The Log Format Plug-in, Dissected
In this section we will take the log format plug-in, one part at a
time, describing what each part does.
The Log Format Plug-in: The Header
A log format plug-in starts with a header like this:
compute_size_data = {
plugin_version = "1.0"
# The name of the log format
log.format.format_label = "compute_size_data.pl Log
Format"
log.miscellaneous.log_data_type = "other"

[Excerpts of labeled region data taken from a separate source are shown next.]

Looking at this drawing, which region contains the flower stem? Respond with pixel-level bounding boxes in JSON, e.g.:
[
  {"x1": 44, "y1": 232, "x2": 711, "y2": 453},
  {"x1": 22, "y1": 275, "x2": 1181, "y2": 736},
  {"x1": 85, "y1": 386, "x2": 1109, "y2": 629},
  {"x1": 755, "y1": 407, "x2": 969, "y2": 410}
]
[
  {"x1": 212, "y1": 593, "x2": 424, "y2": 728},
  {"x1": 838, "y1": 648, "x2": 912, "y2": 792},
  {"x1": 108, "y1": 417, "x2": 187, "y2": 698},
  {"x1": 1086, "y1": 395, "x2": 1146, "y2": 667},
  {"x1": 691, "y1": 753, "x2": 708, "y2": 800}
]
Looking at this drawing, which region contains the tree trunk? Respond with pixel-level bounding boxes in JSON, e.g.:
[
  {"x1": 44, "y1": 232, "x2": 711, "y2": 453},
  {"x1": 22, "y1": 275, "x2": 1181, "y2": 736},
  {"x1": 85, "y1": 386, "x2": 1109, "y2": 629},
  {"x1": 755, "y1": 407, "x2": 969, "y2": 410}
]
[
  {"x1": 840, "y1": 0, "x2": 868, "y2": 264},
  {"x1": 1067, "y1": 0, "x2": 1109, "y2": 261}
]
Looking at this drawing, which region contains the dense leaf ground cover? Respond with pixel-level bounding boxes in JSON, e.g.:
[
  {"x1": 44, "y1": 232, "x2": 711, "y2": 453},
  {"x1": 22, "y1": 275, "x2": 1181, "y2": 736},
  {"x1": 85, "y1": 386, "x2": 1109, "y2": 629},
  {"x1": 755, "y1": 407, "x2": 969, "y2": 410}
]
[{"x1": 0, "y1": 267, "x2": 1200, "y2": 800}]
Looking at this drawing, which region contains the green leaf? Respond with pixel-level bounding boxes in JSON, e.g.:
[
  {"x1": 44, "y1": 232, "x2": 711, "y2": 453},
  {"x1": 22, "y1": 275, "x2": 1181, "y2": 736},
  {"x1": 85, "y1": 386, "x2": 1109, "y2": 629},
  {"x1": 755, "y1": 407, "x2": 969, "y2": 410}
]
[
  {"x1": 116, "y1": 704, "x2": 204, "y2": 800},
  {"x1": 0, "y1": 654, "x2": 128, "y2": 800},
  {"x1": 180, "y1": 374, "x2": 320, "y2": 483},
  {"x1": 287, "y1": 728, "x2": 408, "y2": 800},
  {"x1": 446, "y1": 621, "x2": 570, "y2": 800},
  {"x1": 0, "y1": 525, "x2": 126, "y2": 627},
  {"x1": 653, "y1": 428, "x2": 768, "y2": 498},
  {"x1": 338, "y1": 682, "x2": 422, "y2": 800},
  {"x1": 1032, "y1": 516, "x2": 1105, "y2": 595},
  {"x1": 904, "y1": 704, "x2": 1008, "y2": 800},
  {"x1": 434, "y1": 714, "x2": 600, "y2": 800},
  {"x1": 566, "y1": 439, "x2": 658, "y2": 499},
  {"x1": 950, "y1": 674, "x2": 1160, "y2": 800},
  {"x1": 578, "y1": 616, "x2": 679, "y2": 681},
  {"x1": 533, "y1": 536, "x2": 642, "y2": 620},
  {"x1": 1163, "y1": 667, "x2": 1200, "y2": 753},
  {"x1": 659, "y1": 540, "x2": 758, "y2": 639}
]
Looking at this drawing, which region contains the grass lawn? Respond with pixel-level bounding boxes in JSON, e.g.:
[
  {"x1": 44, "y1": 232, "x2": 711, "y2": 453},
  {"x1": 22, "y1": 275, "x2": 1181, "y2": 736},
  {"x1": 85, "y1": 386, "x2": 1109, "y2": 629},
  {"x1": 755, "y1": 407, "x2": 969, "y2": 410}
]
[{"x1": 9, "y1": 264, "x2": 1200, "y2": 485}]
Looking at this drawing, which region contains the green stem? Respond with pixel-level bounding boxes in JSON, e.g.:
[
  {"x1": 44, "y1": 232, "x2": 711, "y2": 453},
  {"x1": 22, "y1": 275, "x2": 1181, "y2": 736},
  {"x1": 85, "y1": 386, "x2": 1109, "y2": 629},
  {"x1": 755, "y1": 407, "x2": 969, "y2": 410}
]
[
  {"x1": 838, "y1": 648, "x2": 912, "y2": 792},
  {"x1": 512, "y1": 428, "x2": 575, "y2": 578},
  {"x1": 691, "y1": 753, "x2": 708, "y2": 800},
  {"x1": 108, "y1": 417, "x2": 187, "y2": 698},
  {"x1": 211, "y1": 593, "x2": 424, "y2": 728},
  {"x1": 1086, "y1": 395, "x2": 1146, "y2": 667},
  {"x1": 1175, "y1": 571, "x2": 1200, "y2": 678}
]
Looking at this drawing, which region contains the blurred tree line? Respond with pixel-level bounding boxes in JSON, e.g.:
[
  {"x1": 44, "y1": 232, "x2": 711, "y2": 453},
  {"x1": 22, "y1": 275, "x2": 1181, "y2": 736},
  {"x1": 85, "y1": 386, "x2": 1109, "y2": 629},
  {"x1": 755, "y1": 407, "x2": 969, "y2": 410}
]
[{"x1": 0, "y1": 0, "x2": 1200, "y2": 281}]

log.miscellaneous.log_format_type = "other"
|
The first line has the internal name of the plug-in, in this case,
"compute_size_data". The name of the file must be the same as this,
with a .cfg extension, so this file
must be called
compute_size_data.cfg. Plug-ins are "nodes" in Sawmill terminology
(like most of Sawmill's configuration text files), so they use curly
brackets ( { } ) for grouping. The first line shows that this plug-in
is called compute_size_data, and the "= {" indicates that it is
a group node, with multiple parameters below it. The entire remainder
of the file is information within this node, describing the plug-in;
and the final line of the file contains "}" to close the
"compute_size_data" node.
plugin_version is an optional parameter which is useful for tracking
multiple versions of a plug-in.
The line beginning with # is a comment. Everything after the #, until
the end of the line, is ignored by Sawmill, and has no effect on the
functionality of the plug-in.
The next three lines give the label of the plug-in as it will appear in
the Create Profile Wizard, and categories for the plug-in which
determine where they are listed in the documentation. The category
options do not affect the functionality of the plug-in, and can safely
be left as "other."
The Log Format Plug-in: The Autodetection Regular Expression
The next line is the autodetection regular expression:
# The log is in this format if any of the
first ten
lines match this regular expression
log.format.autodetect_regular_expression =
"^pathname=.*uncompressedsize="
|
This is a regular expression (See
Regular
Expressions in the Sawmill documentation, or look it up in a search
engine, to learn regular expression syntax) which describes what the
log data looks like, for the purposes of
detecting it. When a
profile is first created, Sawmill will detect the format by comparing
the first few lines of the log data with this expression. If any line
matches, the format will be listed as a matching format in the Create
Profile wizard. In this case, the regular expression means that any
line starting with "pathname=", and then containing "uncompressedsize="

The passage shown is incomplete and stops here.